Por: Carlos LM
Twitter: @Bigmaud

 

 

No necesitas tener 80 años para sentirte viejo. A veces ni siquiera hacen falta 40. Con algunas noticias es suficiente.

Hace poco me avisaron que murió el director de la secundaria/preparatoria donde estudié hace tiempo. La noticia me sorprendió tanto que sentí un nudo en la garganta. Tuve que salir de la habitación para tomar un respiro.

En un principio parecería una reacción exagerada. Lo fue para mí. No era mi amigo. Jamás sentí un aprecio personal hacia ese hombre. Tampoco lo odié o le hice una maldad que ameritara algún tipo de remordimiento. Lo poco que lo traté en su faceta como director, fue apenas suficiente para que entrara en la extensa categoría de “me cae bien a secas” que manejo a nivel interno para llevar un registro de las personas que he conocido a lo largo de la vida.  Dista de estar en un nivel demasiado exclusivo. Podría decirse que está en el apartado default de los lugares que tengo. Un aproximado de ochocientas personas se encuentran en ese rango de la lista, en contraposición a otras de mayor prestigio como la de “los adoro”, en la que apenas y se encuentran unos seis individuos.

Quizás lo que me llevó a tener una sensación tan fuerte, fue lo que la noticia de su muerte puso en evidencia: ya no soy tan joven. Yo sé que sería descabellado decir que soy un anciano decrépito. Es verdad que hasta ahora no me he visto en la necesidad de comer comida licuada, que soy lo suficientemente fuerte para poder ir al baño sin el auxilio de un pañal de emergencia y que hasta ahora ningún joven se ha ofrecido a ayudarme a cruzar la calle en un acto bondadoso con el que aspira a ganarse un lugar en el cielo.

Pero vuelvo a eso: ya no soy tan joven. Hay varias señales. Cuando salgo a la calle tengo la impresión de que hay pocas personas que sean más viejas que yo. El país está contaminado por bebés, niños y adolescentes. Ellos son los culpables de provocar el contraste que lleva a que en la caja del supermercado me digan “¿Encontró lo que buscaba, señor?”, en vez de decir el más apropiado “¿Encontró lo que buscaba, ser de luz en plenitud?”.

Ya más calmado, platiqué con mi madre al respecto. “El señor tenía 78 años”, me dijo. “Era muy joven para morir, sin dudas, una pena”, le dije.

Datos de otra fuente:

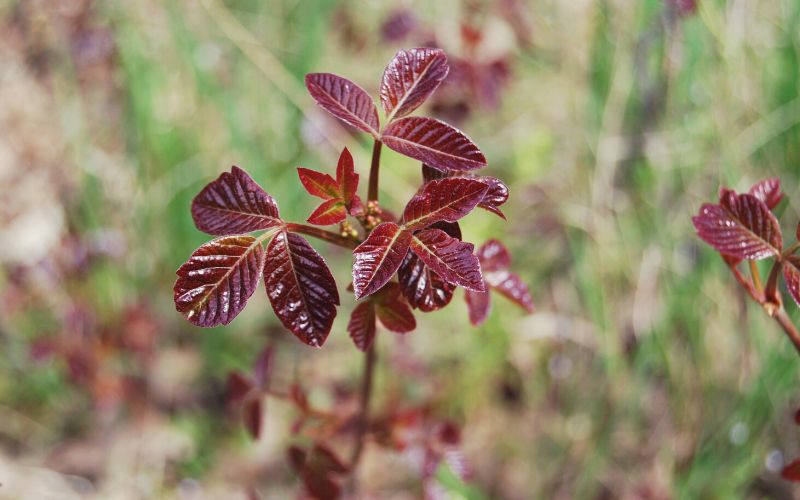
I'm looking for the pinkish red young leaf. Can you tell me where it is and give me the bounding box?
[411,229,486,292]
[692,190,783,260]
[306,73,380,139]
[307,198,347,226]
[381,48,449,121]
[297,167,342,200]
[347,300,375,351]
[375,283,417,333]
[403,177,488,230]
[353,222,411,299]
[264,231,339,347]
[464,290,492,326]
[749,177,783,210]
[174,236,264,327]
[242,398,262,439]
[381,116,486,172]
[397,222,461,312]
[781,458,800,482]
[336,148,358,207]
[192,166,281,236]
[225,372,253,406]
[783,255,800,305]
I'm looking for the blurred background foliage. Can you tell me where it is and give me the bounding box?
[0,0,800,499]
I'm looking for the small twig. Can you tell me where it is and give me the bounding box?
[350,341,376,470]
[286,222,358,249]
[367,139,383,201]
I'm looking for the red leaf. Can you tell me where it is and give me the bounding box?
[375,283,417,333]
[353,222,411,299]
[411,229,486,292]
[403,177,488,230]
[476,177,508,219]
[264,231,339,347]
[381,48,449,121]
[422,163,508,219]
[397,222,461,312]
[692,190,783,260]
[297,167,342,200]
[306,73,380,139]
[173,236,264,327]
[242,398,262,439]
[348,195,367,217]
[749,177,783,210]
[464,290,492,326]
[483,271,536,313]
[225,372,253,406]
[477,240,511,272]
[307,198,347,226]
[347,300,375,351]
[783,255,800,306]
[192,167,281,236]
[381,116,486,171]
[306,443,348,474]
[781,458,800,482]
[336,148,358,207]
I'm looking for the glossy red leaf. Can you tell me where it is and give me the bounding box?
[297,167,342,200]
[403,177,488,230]
[749,177,783,210]
[380,48,449,121]
[192,167,281,236]
[225,372,253,406]
[242,398,262,439]
[174,235,264,327]
[375,283,417,333]
[464,290,492,326]
[264,231,339,347]
[306,73,380,139]
[411,229,486,292]
[477,239,511,273]
[422,163,508,219]
[307,198,347,226]
[483,271,536,313]
[476,177,508,219]
[347,300,375,351]
[781,458,800,482]
[353,222,411,299]
[381,116,486,171]
[336,148,358,207]
[397,222,461,312]
[692,190,783,260]
[783,255,800,306]
[347,195,366,216]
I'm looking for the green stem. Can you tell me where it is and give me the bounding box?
[286,222,358,249]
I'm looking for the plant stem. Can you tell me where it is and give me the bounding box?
[350,340,376,471]
[286,222,358,249]
[772,307,800,354]
[367,139,383,201]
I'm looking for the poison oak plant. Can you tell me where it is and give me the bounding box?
[692,178,800,354]
[174,48,533,496]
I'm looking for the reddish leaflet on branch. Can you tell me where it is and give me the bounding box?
[692,178,800,353]
[174,48,536,498]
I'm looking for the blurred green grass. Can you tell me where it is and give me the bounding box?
[0,0,800,498]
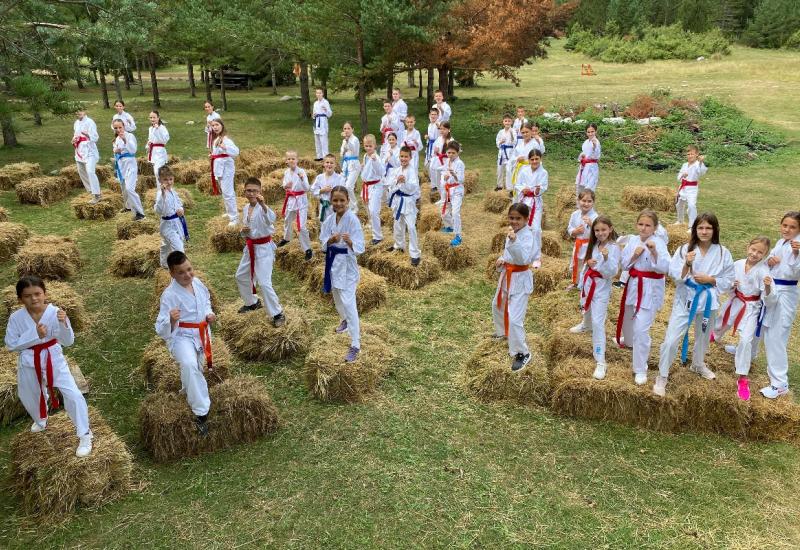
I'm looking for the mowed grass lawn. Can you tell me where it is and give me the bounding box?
[0,43,800,548]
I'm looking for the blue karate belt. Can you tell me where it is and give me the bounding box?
[114,153,136,185]
[389,191,411,220]
[681,279,711,364]
[322,246,348,294]
[161,214,189,241]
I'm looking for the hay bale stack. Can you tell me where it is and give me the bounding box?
[622,185,675,212]
[70,193,122,220]
[109,235,161,278]
[218,303,311,361]
[0,162,42,191]
[14,235,81,280]
[365,249,442,290]
[139,376,280,462]
[422,231,477,271]
[463,337,551,406]
[10,407,133,517]
[483,190,511,214]
[303,323,396,403]
[14,176,70,206]
[141,336,231,393]
[0,222,30,262]
[206,214,245,252]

Empiezo a quedar atrás. Algunos integrantes de mi generación han tenido hijos, se han casado y uno que otro ha muerto. Ya no es solo esa figura mayor del director la que influye en la consternación. Son los de la misma edad los que ponen en evidencia el paso del tiempo.

Casi nadie ha caído en cuenta, pero los parámetros de edad se han transformado en los últimos tiempos. Ya todos lados están invadidos por jóvenes. El cambio ha sido lo suficientemente sutil para que se adoptara con una normalidad generalizada. Sin reclamos ni sobresaltos que hacen sospechar lo peor. Acaso se trate de una estrategia de control elaborada por un poder oculto. Los signos de alarma están en todos lados.  En la actualidad lo juvenil deambula sin clemencia en todos los aspectos de la vida para desplazar a los vejetes de 24 años en adelante, incluso en terrenos que en otrora no les pertenecían. Pregúntenlo en las universidades, si no creen. En tiempos remotos, solo se admitía a estudiantes mayores de 30 años, siempre y cuando llevaran bigote. En cambio ahora resulta que hay sujetos nacidos en 1994 que están estudiando una carrera. ¡Pero si apenas tienen como ocho años de edad! Que las figuras administrativas hagan bien sus cuentas. Lleven a esos niñitos de regreso a la sala de maternidad.

Conforme se envejece se cierran las oportunidades. Ya después de los quince años resulta raro comprar figuras de acción o subir a juegos mecánicos. Luego es peor. Hay actividades de las que debes despedirte por el temor a que te tachen de aferrado. Adiós a los peluches, adiós a ser alimentado con una cuchara que simule ser un avioncito.

Los días son terribles cuando te conviertes en un viejo acabado.